Windows Storage Replica: dealing with “WaitingForDestination” status
A few months ago we decided to change the configuration of some of our virtualization servers that were using Hyper-V replica to create replicas that could be used in case of a disaster. We used to replicate such machines so we could restore them quickly in case of issues or even start them on the destination host, if needed.
I will deal with the reasons why we decided to switch technology, from Hyper-V replica to Windows Storage Replica, in a different, bigger post but one thing we noticed quite soon during our first migrations was that sometimes our replicated volumes were apparently hanging in a WaitingForDestination status. As the name implies, it seemed that such status should mean that the source volume cannot contact the destination one so the replica is suspended.
We tried to diagnose the issue for a few time. We were sure that it wasn’t an issue with communications between the two machines because the connection from source to destination was clearly available plus some machines also had volumes replicated onto each other, that is Server 1 was replicating volume X to Server 2 and Server 2 was replicating volume Z to Server 1; and in such cases the replication was suspended one way, say from Server 1 to Server 2, but not suspended and working fine from Server 2 to Server 1. Clearly that was not a connection issue.
At first we thought that server would eventually re-establish a working connection to the destination, after trying to connect from time to time but we noticed that in one case the source suspended replication for 3 days without (self-)healing. Which was somewhat odd since during the same period of time the inverse operation had been working fine. No issues during the same period of time when the other replica was waiting for the destination while that other replica task was also displaying a Failed status on the destination instead of the usual ContinuouslyReplicating.

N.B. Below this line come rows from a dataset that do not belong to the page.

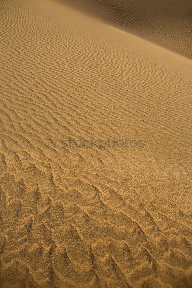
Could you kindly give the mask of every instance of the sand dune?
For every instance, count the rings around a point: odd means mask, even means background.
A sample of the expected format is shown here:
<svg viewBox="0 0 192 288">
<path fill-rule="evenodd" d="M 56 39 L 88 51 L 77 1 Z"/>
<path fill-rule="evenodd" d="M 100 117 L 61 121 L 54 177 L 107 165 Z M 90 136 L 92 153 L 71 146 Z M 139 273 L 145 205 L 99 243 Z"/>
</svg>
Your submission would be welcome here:
<svg viewBox="0 0 192 288">
<path fill-rule="evenodd" d="M 60 0 L 192 59 L 191 0 Z"/>
<path fill-rule="evenodd" d="M 63 3 L 0 8 L 0 286 L 191 287 L 191 61 Z"/>
</svg>

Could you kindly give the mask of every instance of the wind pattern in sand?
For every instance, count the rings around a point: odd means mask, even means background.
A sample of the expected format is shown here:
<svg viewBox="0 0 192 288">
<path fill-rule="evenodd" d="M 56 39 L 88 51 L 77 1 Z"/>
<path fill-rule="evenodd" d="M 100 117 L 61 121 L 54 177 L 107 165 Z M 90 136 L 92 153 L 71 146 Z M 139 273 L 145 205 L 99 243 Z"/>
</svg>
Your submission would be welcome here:
<svg viewBox="0 0 192 288">
<path fill-rule="evenodd" d="M 191 287 L 191 61 L 62 3 L 0 6 L 1 287 Z M 61 144 L 126 137 L 146 145 Z"/>
</svg>

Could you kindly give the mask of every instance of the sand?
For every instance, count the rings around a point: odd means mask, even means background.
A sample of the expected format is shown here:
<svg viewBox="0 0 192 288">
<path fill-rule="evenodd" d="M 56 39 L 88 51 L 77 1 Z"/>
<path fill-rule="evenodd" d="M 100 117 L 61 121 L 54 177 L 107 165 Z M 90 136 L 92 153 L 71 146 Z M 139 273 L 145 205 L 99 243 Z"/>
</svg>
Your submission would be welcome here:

Clearly the replica was stuck and I noticed that there are a very few pages on the Internet dealing with this status and the same situation. In a couple of cases someone suggested to restart the replica service which is an option but not a very handy one since to restart the service we needed to shutdown ALL of the virtual machines hosted on that server.
When we tried to shutdown the VMs that were running on that host and actually restarting the storage replica service, replication started right away without issues so it was clear that something was wrong with the storage replica service. Some users reported that they solved a WaitingForDestination status by issuing a
Get-SRGroup | Sync-SRGroup
command, which is supposed to start or resume replication. In our case, it did nothing. Nothing was happening and restarting the service seemed to be the only option other than restarting the machine itself. Not cool at all since our replication could stop at any moment and it was not going to self-heal. Sometimes it also happened with Hyper-V replication but in most cases that service was able to restart replication.
Then all by chance we discovered a neat trick to restart replication in such cases. We were trying to be sure that no data replica was happening and we just tried to mount volume on destination server by issuing the usual
Mount-SRDestination -ComputerName "DestinationServer" -Name "ReplicaGroupName" -TemporaryPath T:\
command, then we checked if an old version of the files to replicate was inside the destination volume and dismounted it by issuing
Dismount-SRDestination -ComputerName "DestinationServer" -Name "ReplicaGroupName"
and guess what? Yep, replica restarted. Not surprisingly it started with an InitialCopyBlock task that basically re-synched the whole source volume but indeed the good thing was we hadn’t to dismount the source volume and thus stop all the affected services.
We tried this trick another couple of times for the same situation and it worked fine: in all those cases replica just restarted, one time also avoiding the initial copy block task and just resynching changes.
Now the question stays: why was the replica failing with such weird error notwithstanding the fact that there clearly were no communication issues between those servers?
We have a theory about that even if we weren’t able to test it, yet. The fact is that while we have large log volumes (several hundreds GBs) during the first week of deployment we have been moving small and big VMs, in some cases bigger than the log volume itself so we suspect, without being able to prove it, that sometimes the replica got struck because of that. Probably log volume was unable to deal with the total amount of data to transfer and got struck, though the error is not helpful at all.
That is unproven. We didn’t check if that was the case since after the initial deployment, we didn’t move big files over those volumes. Plus, the most important thing was that we could restart replication.
I hope this is helpful to anyone else. 🙂 It’s not fun when you have such kind of issues and no clues about what’s going, with only a few Web pages reporting the same issue.